Ibsen Marques , Caçapava-SP - Técnico em Eletrônica
Enviado em 17/12/2008 às 13:56:05
Interessante observar que num momento em que todos o ditos pré-conceitos são questionados ainda não tenha desaparecido essa interpretação preconceituosa das feministas de plantão. Lembremos que Bentinho não estava interessado em guarda de filhos, partilha de bens, herança ou coisa que o valha sem portanto qualquer necessidade de mentir em seu narrado, ao contrário, admitir o adultério seria uma desonra sem precedentes para os homens do período. De outro lado, seria subestimar Machado de Assis admitir a fidelidade de Capitu, pois a trama perderia muito de sua força psicológica e, Machado era um incrível observador e crítico dos costumes e pessoas de seu tempo. Capitu, não me iludas nem te enganes. Tu foste sempre, ainda hoje é e serás para sempre adúltera queiram ou não as feministas de plantão.
Sérgio Henrique Cunha Zica , Taguatinga-DF - Técnico - Informática
Enviado em 17/12/2008 às 12:27:36
Bentinho e Escobar? Eu sempre desconfiei.
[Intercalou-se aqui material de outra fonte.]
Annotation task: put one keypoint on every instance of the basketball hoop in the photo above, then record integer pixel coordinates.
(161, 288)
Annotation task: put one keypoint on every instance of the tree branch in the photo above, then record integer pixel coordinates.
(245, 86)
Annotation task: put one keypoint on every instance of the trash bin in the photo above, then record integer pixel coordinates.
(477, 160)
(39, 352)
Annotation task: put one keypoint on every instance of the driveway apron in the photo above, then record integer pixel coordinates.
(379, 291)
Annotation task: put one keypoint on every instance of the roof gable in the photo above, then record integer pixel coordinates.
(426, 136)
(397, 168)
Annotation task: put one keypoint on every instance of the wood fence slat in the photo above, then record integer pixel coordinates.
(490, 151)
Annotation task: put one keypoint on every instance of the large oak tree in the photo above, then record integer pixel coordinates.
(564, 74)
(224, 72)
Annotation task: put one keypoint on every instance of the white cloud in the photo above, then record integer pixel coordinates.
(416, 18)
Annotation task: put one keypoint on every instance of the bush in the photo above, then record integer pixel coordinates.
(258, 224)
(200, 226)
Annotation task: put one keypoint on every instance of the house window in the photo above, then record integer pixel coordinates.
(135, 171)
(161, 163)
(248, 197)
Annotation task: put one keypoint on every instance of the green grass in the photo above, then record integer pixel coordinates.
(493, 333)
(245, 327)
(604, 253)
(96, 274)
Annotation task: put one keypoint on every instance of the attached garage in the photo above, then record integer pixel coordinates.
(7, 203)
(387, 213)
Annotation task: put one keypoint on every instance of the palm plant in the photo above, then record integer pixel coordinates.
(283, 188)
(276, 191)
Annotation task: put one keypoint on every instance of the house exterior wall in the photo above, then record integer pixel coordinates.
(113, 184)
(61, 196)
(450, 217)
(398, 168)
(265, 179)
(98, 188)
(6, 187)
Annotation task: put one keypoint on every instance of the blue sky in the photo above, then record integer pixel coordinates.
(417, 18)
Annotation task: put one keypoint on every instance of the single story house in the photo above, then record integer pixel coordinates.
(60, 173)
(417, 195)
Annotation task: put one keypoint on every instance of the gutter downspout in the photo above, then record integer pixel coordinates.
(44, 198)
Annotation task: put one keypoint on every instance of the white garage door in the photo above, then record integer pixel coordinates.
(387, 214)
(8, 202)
Esse Machado de Assis era modernoso mesmo... Mas, cá entre nós, eu duvido que a Globo mostre o beijo na série...
cleumir souza , Uberlandia-MG - Bancario
Enviado em 17/12/2008 às 12:09:23
>>Pertinente o seu texto, eu não li ainda Dom Casmurro, uma vergonha para um brasileiro, que como muitos ficam enfiados na sala de tv e agora felismente um pouco mais no computador. Tendo oportunidade de ler um texto inteligente como o seu, comentando um assunto interessante e importante. Assistí e gravei com muito interesse a série, acho que vai despertar o interesse de muitos como eu que não leram o Machado e portanto pelo menos esse mérito a minissérie terá. Parabéns pelo Feito & Desfeitas que me permite a oportunidade de expor minha humilde opinião, uma das primeiras que faço na Net, criei coragem! rsrs! Felicidades!